California Tightens Card Room Gaming Regulations on Player-Dealer Games
California regulators have approved comprehensive restrictions on traditional player-versus-bank card games in the state’s card rooms, marking one of the most significant shifts in gaming regulations in recent history.

Key Takeaways
- California tightens card room gaming regulations, disrupting decades of practice
- Industry warns of $464 million dollar revenue loss and massive job cuts
- Legal and political battles loom amid concerns over community and economic fallout
The new rules, finalized by the Office of Administrative Law on February 6, demand that operators substantially alter or discontinue long-standing blackjack-style and player-dealer games.
The Department of Justice (DOJ) cited extensive stakeholder meetings and public hearings throughout 2025 as the basis for the regulatory overhaul.

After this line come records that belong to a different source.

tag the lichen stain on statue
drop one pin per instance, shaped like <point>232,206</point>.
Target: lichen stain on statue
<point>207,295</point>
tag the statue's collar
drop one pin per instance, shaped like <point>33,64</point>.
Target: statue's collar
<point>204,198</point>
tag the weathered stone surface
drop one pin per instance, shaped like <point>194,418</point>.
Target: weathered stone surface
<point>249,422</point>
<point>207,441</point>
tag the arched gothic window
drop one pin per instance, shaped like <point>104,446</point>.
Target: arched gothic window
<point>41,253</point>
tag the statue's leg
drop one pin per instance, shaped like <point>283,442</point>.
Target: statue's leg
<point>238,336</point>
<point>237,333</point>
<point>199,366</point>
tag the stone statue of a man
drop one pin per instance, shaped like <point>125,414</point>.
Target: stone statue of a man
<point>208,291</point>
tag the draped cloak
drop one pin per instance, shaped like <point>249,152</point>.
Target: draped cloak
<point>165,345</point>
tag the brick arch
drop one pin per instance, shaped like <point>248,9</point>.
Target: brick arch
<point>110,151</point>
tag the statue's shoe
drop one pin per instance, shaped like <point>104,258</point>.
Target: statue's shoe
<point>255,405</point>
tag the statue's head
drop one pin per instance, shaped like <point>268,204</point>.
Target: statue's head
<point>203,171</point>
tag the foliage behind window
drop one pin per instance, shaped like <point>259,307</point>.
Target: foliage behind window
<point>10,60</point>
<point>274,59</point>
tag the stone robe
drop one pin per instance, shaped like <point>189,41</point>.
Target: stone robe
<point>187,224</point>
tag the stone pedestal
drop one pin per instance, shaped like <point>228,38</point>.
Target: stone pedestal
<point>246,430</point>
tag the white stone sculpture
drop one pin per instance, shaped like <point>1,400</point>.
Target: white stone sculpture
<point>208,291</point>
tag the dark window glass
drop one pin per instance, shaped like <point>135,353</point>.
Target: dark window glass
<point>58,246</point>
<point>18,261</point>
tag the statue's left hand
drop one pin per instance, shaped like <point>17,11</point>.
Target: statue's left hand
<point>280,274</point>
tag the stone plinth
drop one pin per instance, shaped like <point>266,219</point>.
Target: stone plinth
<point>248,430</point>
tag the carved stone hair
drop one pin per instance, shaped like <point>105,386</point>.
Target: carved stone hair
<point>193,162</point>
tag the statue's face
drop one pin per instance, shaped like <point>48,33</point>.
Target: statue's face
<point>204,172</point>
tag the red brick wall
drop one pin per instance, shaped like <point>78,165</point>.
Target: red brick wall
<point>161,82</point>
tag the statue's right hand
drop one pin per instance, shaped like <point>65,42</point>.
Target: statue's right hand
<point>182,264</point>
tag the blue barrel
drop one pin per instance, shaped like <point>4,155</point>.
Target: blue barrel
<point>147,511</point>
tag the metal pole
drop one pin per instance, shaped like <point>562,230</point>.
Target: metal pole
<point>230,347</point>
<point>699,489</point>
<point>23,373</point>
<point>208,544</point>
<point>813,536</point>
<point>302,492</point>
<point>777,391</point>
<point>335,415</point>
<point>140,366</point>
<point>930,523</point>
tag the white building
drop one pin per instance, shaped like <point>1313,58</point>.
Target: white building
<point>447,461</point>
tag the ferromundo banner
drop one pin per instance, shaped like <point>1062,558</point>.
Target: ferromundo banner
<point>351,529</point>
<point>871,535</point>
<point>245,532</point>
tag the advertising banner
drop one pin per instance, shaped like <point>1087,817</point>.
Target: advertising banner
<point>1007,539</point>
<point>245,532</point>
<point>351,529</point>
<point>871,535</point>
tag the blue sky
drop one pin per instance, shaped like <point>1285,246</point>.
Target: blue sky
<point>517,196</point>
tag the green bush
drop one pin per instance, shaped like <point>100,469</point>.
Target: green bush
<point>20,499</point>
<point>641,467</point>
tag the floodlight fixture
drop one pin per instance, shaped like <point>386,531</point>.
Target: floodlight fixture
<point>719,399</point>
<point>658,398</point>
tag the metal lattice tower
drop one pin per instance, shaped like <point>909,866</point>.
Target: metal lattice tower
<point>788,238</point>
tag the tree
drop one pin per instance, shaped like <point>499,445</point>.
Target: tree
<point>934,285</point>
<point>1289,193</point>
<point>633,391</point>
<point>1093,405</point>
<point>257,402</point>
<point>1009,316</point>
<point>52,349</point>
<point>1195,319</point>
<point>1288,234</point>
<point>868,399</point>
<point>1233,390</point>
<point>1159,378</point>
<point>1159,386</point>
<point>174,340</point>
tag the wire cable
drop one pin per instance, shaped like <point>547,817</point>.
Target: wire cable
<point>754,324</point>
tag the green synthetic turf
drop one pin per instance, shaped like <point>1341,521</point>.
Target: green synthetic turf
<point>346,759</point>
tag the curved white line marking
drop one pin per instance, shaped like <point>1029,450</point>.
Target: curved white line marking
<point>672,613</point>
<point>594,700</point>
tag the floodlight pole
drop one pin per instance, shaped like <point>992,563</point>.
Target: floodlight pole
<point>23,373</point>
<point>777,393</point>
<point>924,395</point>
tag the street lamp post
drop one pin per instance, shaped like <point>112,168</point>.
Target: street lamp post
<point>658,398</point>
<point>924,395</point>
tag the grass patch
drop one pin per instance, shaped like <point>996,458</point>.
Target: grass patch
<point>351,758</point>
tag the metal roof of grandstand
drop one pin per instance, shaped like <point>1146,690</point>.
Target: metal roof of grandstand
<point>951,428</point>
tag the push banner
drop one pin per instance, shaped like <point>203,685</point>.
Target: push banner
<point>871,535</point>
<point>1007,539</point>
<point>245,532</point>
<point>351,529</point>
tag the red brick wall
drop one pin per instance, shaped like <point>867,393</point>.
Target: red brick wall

Cardroom Gaming Regulations Tighten Game Rules
Under the new guidelines, the DOJ has placed firm restrictions on how hands are decided, prohibited the use of certain terminology traditionally linked to 21-point games like blackjack, and tightened qualifications for who can serve as the player-dealer.
The California Gaming Association, led by President Kyle Kirkland, strongly condemned the new card room gaming regulations in a recent press release.
Kirkland criticized Attorney General Rob Bonta, stating he and the bureau “have unilaterally implemented extreme regulatory changes that will harm thousands of working families and the dozens of California communities that depend on card room taxes.”
Revenue Impact and Compliance Timeline Emerge
The regulatory impact assessment conducted by the state anticipates severe financial consequences for licensed card rooms.
Estimates project losses in annual revenue potentially reaching $464 million, while tribal casinos stand to gain an estimated $232 million from shifts in gaming income, per Yogonet.
The regulatory tightening in California stands in contrast to developments elsewhere in the U.S. Iowa lawmakers are advancing legislation to legalize stand-alone poker card rooms, reflecting a broader state-level divergence in how jurisdictions are approaching card room operations.
The regulations take effect as early as April 1, and operators must submit compliance plans by May 31.
As the clock ticks toward the April 2026 enforcement deadline, California’s card room industry faces an uncertain future, balancing regulatory compliance against economic viability amid an intensifying legal battle that will shape the state’s gaming landscape for years to come.